- Born: Palo Alto, California, United States
- Occupation: Conductor
- Parent: Leta Miller

= Rebecca Miller (conductor) =

American conductor

Rebecca Miller (born 1975) is an American conductor.

Miller was born in Palo Alto, California; her mother is flutist and musicologist Leta Miller. She graduated from Oberlin Conservatory with a piano degree, then studied conducting at Northwestern University and the Royal College of Music, where she was a Paul Woodhouse Junior Fellow in Conducting.

Miller founded the New Professionals Orchestra in London in 1999. After winning first prize in the fourth Eduardo Mata Conducting Competition, she was a conducting fellow of the Houston Symphony from 2005-2007. From 2007-2010, she was Resident Conductor of the Louisiana Philharmonic Orchestra. She is currently music director of the Royal Tunbridge Wells Choral Society and Orchestra, Director of Orchestras at the Royal Holloway University of London, and associate conductor of the Southbank Sinfonia.
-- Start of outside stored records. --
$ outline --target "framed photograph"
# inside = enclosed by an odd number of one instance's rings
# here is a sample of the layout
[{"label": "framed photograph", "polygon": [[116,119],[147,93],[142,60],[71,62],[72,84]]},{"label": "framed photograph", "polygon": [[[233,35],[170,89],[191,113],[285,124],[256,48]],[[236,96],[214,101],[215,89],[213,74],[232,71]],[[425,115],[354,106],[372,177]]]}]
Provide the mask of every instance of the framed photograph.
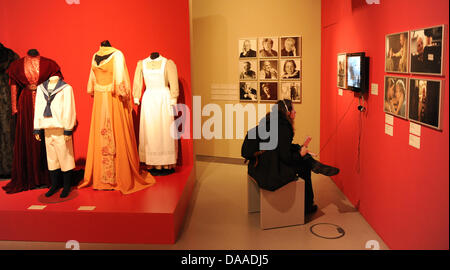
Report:
[{"label": "framed photograph", "polygon": [[411,121],[441,129],[442,81],[409,80],[409,113]]},{"label": "framed photograph", "polygon": [[406,119],[408,96],[408,78],[384,77],[384,112]]},{"label": "framed photograph", "polygon": [[408,73],[409,33],[402,32],[386,36],[384,71]]},{"label": "framed photograph", "polygon": [[347,88],[347,54],[338,54],[337,59],[337,87]]},{"label": "framed photograph", "polygon": [[443,74],[444,25],[410,32],[410,72]]},{"label": "framed photograph", "polygon": [[259,79],[278,80],[278,60],[260,60]]},{"label": "framed photograph", "polygon": [[300,80],[301,79],[301,60],[300,59],[282,59],[280,60],[280,79],[282,80]]},{"label": "framed photograph", "polygon": [[281,37],[281,57],[302,57],[302,37]]},{"label": "framed photograph", "polygon": [[259,98],[261,101],[277,101],[278,100],[278,83],[277,82],[260,82]]},{"label": "framed photograph", "polygon": [[278,37],[263,37],[258,39],[258,55],[260,58],[278,57]]},{"label": "framed photograph", "polygon": [[241,101],[258,101],[257,82],[239,82],[239,99]]},{"label": "framed photograph", "polygon": [[278,98],[290,99],[292,102],[302,102],[302,90],[300,82],[283,82],[280,86]]},{"label": "framed photograph", "polygon": [[239,58],[256,57],[258,48],[256,38],[243,38],[239,40]]},{"label": "framed photograph", "polygon": [[256,71],[258,68],[256,60],[246,59],[239,61],[239,79],[240,80],[256,80]]}]

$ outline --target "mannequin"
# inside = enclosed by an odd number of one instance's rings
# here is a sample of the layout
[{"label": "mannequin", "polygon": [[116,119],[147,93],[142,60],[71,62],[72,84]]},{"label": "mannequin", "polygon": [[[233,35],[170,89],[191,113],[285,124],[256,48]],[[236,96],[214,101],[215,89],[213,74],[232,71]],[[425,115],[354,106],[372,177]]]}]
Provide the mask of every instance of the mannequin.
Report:
[{"label": "mannequin", "polygon": [[139,158],[155,176],[175,172],[178,145],[171,128],[172,106],[176,105],[178,94],[178,73],[172,60],[152,52],[150,57],[138,62],[133,96],[136,105],[142,96]]},{"label": "mannequin", "polygon": [[51,76],[62,78],[58,64],[36,49],[14,61],[7,70],[11,84],[11,111],[17,117],[11,181],[3,187],[17,193],[50,185],[44,140],[33,135],[37,86]]},{"label": "mannequin", "polygon": [[[104,40],[100,43],[100,47],[111,47],[111,43],[109,43],[108,40]],[[112,53],[110,54],[106,54],[103,56],[100,56],[98,54],[95,55],[95,62],[97,62],[97,65],[100,65],[100,62],[102,62],[105,59],[108,59],[110,56],[112,55]]]},{"label": "mannequin", "polygon": [[125,57],[108,45],[102,42],[92,57],[87,92],[94,97],[94,104],[84,180],[78,188],[92,186],[130,194],[150,187],[155,179],[140,172]]},{"label": "mannequin", "polygon": [[[60,198],[69,195],[72,172],[75,168],[72,132],[76,123],[75,99],[72,86],[59,76],[52,76],[38,86],[34,113],[34,134],[41,141],[44,130],[47,165],[51,188],[45,194],[50,197],[62,186]],[[60,175],[63,183],[61,184]]]},{"label": "mannequin", "polygon": [[159,52],[152,52],[151,54],[150,54],[150,58],[152,59],[152,60],[154,60],[154,59],[156,59],[156,58],[158,58],[159,57]]},{"label": "mannequin", "polygon": [[8,67],[19,59],[11,49],[0,43],[0,178],[11,177],[15,121],[11,116],[11,87]]}]

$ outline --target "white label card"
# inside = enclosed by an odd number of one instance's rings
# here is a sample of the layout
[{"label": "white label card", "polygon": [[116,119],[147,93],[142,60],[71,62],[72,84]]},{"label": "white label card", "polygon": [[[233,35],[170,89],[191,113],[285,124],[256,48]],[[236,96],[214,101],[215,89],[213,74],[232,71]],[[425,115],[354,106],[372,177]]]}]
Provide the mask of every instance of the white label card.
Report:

Miller's discography includes a disc of symphonies by Carl Philipp Emanuel Bach with the Orchestra of the Age of Enlightenment, on the Signum label, that was an Editor's Choice in the May 2015 edition of Gramophone magazine; a recording for Mode records of "String Music of Lou Harrison" which was used for the score of the film Shutter Island; the world-premiere recording of Goblin Market by Aaron Jay Kernis for Signum Records, which was chosen as a Recording of the Year in 2011 by MusicWeb International; and a recording of music of Henry Hadley with the BBC Concert Orchestra on Dutton Vocalion.

Miller is married to the British pianist Danny Driver. The couple has a daughter and a son.